Neben der Rechtsform ist vor allem auch die Zusammensetzung des Direktoriums ein Thema. Der Ökonom und ehemalige SP-Politiker Rudolf Strahm hat sich etwa in einem Interview mit dem «Tagesanzeiger» am Samstag für ein grösseres und diverseres Direktorium ausgesprochen. «Wie in allen anderen Notenbanken braucht es in der obersten Währungsbehörde einen Pluralismus an Sichtweisen - und in der Schweiz zusätzlich von Sprachregionen», sagte er. Das bisherige dreiköpfige Direktorium sei ein Relikt aus der Gründung der SNB vor über 100 Jahren und seiner nicht mehr zeitgemäss.
Auch sollten in dem Gremium mehr unterschiedliche ökonomische Sichtweisen vertreten sein. Er schlägt daher vor, die Zahl der Sitze auf sieben zu erhöhen, um den Anforderungen gerecht werden zu können.
Dieser Ansicht widersprach jedoch der ehemaliger UBS-Chefökonom Klaus Wellershoff in einem ebenfalls am Samstag veröffentlichen Interview mit der «Schweiz am Wochenende». Das Leitungsgremium aus drei Personen hat sich seiner Ansicht nach bewährt. Auch sollten «politische Überlegungen bei Zentralbanken keine zu grosse Bedeutung haben», sagte er.
Gewinnausschüttung verstetigen und transparenter gestalten
Weiter Baustellen sieht Strahm bei der Gewinnausschüttung an Bund und Kantone. Diese sollten verstetigt und transparenter geregelt werden, denn «die heutige informelle Aushandlungspraxis ist eines Rechtsstaats unwürdig», sagte er weiter.
Zudem fordert er eine Ausgliederung eines Teils des «gewaltigen» SNB-Vermögens aus der Bilanz, «um den Umgang mit Buchverlusten und die Gewinnausschüttung» zu klären.

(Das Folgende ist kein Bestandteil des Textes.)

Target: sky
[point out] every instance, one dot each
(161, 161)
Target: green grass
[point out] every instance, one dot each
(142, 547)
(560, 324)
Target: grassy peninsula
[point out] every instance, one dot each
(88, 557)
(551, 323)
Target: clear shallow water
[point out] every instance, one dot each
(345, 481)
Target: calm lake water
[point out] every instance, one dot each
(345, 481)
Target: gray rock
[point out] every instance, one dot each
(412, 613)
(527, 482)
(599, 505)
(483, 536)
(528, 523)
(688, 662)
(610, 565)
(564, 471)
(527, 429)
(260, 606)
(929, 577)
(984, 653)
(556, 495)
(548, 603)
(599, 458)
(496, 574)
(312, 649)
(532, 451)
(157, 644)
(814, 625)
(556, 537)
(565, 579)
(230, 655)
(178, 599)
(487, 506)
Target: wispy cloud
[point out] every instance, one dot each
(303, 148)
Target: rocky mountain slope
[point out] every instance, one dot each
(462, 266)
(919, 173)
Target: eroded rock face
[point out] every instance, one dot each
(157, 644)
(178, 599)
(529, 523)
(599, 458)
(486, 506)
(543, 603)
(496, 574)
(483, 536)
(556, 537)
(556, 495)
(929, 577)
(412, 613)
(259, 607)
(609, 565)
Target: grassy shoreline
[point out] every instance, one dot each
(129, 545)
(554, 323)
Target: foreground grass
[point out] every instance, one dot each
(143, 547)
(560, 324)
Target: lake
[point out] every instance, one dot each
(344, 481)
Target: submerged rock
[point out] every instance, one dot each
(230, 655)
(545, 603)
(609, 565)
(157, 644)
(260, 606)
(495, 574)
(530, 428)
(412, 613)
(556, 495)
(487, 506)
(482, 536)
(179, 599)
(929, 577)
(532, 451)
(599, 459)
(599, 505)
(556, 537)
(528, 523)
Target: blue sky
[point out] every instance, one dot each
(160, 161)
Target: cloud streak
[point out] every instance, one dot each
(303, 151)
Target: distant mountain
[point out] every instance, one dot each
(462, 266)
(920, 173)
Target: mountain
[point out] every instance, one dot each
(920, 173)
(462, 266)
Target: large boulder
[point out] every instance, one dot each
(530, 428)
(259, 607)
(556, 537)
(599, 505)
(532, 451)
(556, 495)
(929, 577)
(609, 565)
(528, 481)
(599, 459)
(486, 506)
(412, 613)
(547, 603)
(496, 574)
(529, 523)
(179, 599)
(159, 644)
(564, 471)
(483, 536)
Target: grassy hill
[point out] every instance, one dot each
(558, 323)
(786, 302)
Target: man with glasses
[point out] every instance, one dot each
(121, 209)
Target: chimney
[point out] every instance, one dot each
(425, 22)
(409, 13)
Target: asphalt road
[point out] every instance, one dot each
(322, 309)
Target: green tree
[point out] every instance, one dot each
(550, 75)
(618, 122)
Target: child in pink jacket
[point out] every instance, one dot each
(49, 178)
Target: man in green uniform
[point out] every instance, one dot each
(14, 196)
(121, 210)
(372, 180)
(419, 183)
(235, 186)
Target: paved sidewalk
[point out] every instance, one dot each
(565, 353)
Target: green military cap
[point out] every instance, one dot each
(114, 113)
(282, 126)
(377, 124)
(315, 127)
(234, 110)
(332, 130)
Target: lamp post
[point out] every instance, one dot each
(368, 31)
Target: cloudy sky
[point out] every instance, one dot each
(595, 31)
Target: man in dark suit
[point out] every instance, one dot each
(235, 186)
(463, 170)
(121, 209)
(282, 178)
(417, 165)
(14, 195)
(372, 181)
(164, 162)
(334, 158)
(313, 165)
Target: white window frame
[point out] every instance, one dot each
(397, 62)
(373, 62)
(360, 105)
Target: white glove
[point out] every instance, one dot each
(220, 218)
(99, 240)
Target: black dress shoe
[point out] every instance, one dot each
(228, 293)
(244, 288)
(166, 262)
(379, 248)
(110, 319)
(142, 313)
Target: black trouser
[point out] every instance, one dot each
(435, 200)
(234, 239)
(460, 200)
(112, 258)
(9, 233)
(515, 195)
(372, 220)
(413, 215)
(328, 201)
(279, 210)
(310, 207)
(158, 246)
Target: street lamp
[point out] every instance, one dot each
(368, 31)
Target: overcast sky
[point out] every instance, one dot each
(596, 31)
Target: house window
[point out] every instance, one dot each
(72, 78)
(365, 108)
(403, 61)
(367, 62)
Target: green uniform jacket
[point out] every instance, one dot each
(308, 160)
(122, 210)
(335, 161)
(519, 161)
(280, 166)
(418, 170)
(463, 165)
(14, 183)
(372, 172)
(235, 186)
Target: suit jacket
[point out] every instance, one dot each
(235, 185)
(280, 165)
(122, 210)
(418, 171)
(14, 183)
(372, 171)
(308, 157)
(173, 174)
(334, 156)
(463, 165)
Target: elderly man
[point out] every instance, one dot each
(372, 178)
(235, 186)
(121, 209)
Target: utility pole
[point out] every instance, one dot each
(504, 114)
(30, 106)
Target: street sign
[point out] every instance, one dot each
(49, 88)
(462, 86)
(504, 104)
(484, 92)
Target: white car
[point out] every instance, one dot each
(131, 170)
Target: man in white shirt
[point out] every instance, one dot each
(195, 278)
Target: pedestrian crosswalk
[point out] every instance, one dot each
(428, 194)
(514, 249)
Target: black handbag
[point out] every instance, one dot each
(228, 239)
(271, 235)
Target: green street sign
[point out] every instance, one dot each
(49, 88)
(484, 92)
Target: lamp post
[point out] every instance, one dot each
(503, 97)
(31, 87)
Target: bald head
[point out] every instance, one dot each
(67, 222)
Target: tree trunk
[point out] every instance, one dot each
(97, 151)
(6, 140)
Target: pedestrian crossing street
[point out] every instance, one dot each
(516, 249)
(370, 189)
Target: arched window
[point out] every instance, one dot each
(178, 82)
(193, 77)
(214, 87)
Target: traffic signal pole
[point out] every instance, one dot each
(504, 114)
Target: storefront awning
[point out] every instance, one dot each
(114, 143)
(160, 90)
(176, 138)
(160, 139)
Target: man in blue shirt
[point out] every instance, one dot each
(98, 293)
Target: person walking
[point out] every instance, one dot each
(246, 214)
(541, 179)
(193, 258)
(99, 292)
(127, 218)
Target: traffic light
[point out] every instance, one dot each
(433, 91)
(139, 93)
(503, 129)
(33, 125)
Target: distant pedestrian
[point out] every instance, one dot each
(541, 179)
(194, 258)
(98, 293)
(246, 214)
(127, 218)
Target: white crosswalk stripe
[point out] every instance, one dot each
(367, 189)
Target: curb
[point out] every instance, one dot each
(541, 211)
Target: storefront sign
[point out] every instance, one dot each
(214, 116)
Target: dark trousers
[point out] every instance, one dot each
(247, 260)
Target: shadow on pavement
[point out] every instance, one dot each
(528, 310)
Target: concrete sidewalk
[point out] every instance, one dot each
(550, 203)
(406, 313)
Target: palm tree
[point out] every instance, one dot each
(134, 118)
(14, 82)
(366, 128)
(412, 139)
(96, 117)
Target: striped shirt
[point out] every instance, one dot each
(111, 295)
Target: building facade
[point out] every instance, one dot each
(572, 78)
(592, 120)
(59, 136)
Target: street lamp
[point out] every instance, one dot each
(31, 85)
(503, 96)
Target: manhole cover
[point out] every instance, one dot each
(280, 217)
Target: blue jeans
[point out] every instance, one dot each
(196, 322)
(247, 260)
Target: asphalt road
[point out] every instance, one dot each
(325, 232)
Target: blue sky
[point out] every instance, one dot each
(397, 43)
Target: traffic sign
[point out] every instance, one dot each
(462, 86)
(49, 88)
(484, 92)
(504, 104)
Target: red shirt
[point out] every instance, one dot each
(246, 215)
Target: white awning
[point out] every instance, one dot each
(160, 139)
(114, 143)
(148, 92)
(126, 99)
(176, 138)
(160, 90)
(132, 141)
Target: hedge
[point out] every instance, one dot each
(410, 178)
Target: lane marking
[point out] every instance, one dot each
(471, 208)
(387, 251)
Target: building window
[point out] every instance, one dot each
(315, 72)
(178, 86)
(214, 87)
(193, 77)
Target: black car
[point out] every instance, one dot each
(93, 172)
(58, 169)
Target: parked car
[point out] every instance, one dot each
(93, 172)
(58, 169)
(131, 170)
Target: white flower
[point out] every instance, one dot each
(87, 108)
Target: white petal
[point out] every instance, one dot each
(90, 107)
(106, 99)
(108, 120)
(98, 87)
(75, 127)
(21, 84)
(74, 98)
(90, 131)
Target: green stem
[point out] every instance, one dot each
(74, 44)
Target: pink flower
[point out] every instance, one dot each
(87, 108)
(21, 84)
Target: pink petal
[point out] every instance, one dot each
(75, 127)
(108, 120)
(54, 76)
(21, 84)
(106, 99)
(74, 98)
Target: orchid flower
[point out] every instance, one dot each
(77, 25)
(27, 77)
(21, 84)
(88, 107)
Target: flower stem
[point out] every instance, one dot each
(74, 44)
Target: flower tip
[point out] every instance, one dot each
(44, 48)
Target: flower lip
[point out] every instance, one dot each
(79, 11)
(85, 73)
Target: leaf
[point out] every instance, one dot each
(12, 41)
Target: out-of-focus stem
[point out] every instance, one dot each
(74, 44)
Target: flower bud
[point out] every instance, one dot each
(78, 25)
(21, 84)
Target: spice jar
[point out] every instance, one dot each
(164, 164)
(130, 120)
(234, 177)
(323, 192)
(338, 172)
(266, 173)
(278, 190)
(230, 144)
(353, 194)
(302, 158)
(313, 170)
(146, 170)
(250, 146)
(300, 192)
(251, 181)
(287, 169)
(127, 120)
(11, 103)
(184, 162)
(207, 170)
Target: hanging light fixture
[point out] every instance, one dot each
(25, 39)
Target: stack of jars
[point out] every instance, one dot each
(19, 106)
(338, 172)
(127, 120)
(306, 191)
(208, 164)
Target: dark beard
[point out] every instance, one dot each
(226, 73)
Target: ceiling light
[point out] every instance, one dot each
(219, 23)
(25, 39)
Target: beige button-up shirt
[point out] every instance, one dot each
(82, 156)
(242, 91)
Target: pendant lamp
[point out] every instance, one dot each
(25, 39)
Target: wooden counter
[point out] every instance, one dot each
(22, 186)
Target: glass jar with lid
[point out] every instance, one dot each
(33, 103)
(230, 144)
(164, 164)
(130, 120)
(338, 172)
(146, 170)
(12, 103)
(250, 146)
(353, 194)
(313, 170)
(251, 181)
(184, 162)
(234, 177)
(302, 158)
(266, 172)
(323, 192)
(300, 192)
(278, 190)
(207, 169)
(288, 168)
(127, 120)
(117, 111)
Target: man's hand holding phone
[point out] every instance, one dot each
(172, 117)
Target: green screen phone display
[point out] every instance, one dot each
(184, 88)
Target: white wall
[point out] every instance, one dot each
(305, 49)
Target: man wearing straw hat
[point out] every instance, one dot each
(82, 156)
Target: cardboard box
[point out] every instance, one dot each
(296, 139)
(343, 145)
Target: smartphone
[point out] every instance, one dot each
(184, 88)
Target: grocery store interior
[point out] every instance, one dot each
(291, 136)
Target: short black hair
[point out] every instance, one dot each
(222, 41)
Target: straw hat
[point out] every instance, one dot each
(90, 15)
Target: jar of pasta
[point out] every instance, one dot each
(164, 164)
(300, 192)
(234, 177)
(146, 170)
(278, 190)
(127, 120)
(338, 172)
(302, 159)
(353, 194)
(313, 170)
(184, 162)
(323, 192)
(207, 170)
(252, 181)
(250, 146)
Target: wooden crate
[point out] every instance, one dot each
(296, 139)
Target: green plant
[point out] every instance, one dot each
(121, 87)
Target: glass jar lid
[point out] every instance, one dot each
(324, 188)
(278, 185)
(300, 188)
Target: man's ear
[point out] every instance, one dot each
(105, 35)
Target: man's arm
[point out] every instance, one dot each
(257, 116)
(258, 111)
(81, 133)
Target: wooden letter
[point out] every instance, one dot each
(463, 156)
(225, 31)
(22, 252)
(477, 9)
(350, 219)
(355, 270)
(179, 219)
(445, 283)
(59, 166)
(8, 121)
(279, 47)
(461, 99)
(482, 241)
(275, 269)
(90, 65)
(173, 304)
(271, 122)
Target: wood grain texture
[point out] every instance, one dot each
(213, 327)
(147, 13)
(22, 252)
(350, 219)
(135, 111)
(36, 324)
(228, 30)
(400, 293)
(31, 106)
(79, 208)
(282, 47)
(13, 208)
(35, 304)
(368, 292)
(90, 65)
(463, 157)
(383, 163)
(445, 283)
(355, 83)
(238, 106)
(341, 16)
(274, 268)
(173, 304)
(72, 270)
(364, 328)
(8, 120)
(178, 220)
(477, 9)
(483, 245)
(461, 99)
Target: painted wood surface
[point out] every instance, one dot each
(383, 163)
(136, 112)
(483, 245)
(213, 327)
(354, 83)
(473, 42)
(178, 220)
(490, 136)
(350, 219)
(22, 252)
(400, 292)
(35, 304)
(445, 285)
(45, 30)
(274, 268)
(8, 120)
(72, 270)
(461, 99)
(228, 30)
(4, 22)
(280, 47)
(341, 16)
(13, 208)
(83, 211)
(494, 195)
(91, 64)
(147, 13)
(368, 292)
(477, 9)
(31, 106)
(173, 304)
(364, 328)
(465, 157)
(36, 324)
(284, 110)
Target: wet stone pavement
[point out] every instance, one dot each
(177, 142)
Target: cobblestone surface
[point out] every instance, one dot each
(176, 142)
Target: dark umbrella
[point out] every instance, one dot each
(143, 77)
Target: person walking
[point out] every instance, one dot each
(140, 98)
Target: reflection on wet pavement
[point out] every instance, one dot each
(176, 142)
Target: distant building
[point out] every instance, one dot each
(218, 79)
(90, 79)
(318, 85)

Ferner sieht Strahm noch Handlungsbedarf im Spannungsverhältnis zwischen Frankenkurs und Inflationsbekämpfung.
Die Umsetzung der Reform liegt laut Strahm letztlich im Parlament. Jedoch müsse der Anstoss dazu aus einem «pluralistisch zusammengesetzten Direktorium" kommen. Mit der Nachfolgeregelung könnte Finanzministerin Karin Keller-Sutter die Weichen dazu stellen.
Rechtsform als Aktiengesellschaft problematisch
Obwohl Wellershoff insgesamt eine positive Bilanz unter die Amtszeit von Thomas Jordan zieht, sieht er die von Jordan hinterlassene «aufgeblähte Bilanz» kritisch. Diese könnte der Nationalbank noch «um die Ohren fliegen», sagte er. Ein Abschliessendes Urteil könne daher erst in zwei bis drei Jahren gefällt werden.
Vor allem die Rechtsform der SNB als Aktiengesellschaft sieht Wellershoff kritisch. Als Aktiengesellschaft sei es etwa problematisch, wenn das Eigenkapital «zu klein oder gar aufgefressen wird», sagte er weiter. Durch starke Schwankungen der Währungen oder Anlagen könnte die SNB riesige Verluste einfahren, was das Eigenkapital «vernichten" könnte. Dieses Szenario erachtet er im Fall einer Börsenkorrektur für die SNB als durchaus denkbar.
Dann müssten Bund und Kantonen die SNB rekapitalisieren, was sich äusserst schwierig gestalten könnte. «Woher würde der Staat auf einmal 100 Milliarden Franken nehmen?», fragte daher Wellershoff. Zudem drohe ein Reputationsschaden.
Er erachtet die Rechtsform als Aktiengesellschaft daher als «überholt», denn er führe zu einer unnötigen Volatilität. Ein Nachfolger sollte die Frage der Rechtsform angehen. Ziel sollte es sein, die Unabhängigkeit der Notenbank zu erhalten und den modernen Anforderungen gerecht zu werden, so Wellershoff. (awp/hzb/pg)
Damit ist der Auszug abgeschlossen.